L’Allemagne, à ce moment même, tentait un dernier effort pour nous déterminer à capituler. Elle essayait encore d’emporter de haute lutte le succès que lui avait fait espérer la chute de M. Rouvier. A Vienne, son ambassadeur, le général de Wedel, affirmait énergiquement que c’était fini des concessions : la France accepterait tel quel le projet autrichien, ou la conférence serait rompue[1]. A Paris, le samedi 17, le prince de Radolin venait au ministère et il priait M. Bourgeois, avec insistance, de céder sur Casablanca, « base nécessaire du contrôle de l’inspecteur. » Comme le ministre déclarait de nouveau que nous ne consentirions jamais à une solution internationale introduisant une troisième puissance au Maroc, à une solution illogique confondant l’inspection et le commandement, à une solution humiliante annulant par un détour le mandat qu’on disait nous confier, le prince, d’un ton inquiet, exprima la crainte qu’il n’y eût pas moyen de s’entendre.
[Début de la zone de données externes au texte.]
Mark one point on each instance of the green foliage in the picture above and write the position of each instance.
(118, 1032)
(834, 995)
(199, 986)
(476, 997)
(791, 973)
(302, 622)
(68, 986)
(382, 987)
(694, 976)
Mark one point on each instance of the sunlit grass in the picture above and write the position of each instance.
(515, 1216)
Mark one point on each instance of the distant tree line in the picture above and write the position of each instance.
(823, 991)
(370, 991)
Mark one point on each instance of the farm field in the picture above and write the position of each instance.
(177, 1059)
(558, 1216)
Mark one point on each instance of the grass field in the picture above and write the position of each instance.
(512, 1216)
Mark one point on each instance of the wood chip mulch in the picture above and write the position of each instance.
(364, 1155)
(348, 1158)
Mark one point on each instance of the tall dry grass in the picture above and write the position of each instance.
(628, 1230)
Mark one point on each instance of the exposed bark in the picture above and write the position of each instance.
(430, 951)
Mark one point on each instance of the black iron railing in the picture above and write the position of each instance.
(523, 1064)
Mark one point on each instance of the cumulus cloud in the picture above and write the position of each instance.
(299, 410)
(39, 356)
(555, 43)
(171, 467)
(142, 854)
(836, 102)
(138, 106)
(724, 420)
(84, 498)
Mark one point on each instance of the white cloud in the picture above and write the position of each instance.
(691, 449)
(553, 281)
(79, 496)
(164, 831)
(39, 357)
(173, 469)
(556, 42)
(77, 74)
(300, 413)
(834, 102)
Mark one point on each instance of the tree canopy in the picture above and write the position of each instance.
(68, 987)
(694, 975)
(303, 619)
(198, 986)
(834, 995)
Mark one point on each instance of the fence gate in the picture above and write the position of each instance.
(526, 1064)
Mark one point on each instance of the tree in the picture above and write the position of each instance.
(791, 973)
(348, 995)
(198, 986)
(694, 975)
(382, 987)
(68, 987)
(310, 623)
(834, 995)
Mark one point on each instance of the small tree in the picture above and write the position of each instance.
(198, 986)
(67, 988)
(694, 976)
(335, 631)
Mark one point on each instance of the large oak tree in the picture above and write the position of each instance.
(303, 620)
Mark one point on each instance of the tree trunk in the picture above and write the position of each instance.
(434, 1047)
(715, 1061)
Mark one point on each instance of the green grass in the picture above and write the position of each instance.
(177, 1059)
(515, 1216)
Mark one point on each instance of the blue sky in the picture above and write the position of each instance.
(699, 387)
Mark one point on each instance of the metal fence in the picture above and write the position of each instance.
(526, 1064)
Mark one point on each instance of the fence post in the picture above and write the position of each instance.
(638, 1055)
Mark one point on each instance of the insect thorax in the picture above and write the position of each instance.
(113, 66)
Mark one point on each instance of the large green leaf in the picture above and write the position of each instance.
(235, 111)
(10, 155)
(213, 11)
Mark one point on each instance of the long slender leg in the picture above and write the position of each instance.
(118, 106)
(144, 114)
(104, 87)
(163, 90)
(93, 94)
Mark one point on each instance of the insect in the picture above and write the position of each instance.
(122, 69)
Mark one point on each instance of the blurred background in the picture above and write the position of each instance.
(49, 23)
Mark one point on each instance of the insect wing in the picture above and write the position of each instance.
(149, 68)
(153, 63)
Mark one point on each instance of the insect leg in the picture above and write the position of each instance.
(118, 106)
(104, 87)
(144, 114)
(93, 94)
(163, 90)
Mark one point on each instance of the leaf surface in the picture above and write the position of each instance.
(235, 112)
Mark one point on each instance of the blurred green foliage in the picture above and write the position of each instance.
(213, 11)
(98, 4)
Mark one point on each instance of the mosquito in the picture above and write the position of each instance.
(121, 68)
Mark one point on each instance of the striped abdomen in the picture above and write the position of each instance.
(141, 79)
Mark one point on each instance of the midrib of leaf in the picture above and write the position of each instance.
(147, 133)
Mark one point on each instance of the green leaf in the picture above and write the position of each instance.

M. Léon Bourgeois ne se laissa pas troubler par cette appréhension et répondit simplement que la France, en acceptant l’inspection, avait pris du projet autrichien ce qu’elle en pouvait prendre ; que l’Allemagne n’avait rien pris du projet français, et qu’au contraire, au cours de la crise ministérielle, elle avait exercé, sur nous et nos amis, une pression difficile à accorder avec des dispositions conciliantes.

  1. Le général de Wedel tenait publiquement ces propos qui nous ont été rapportés par deux de ses collègues.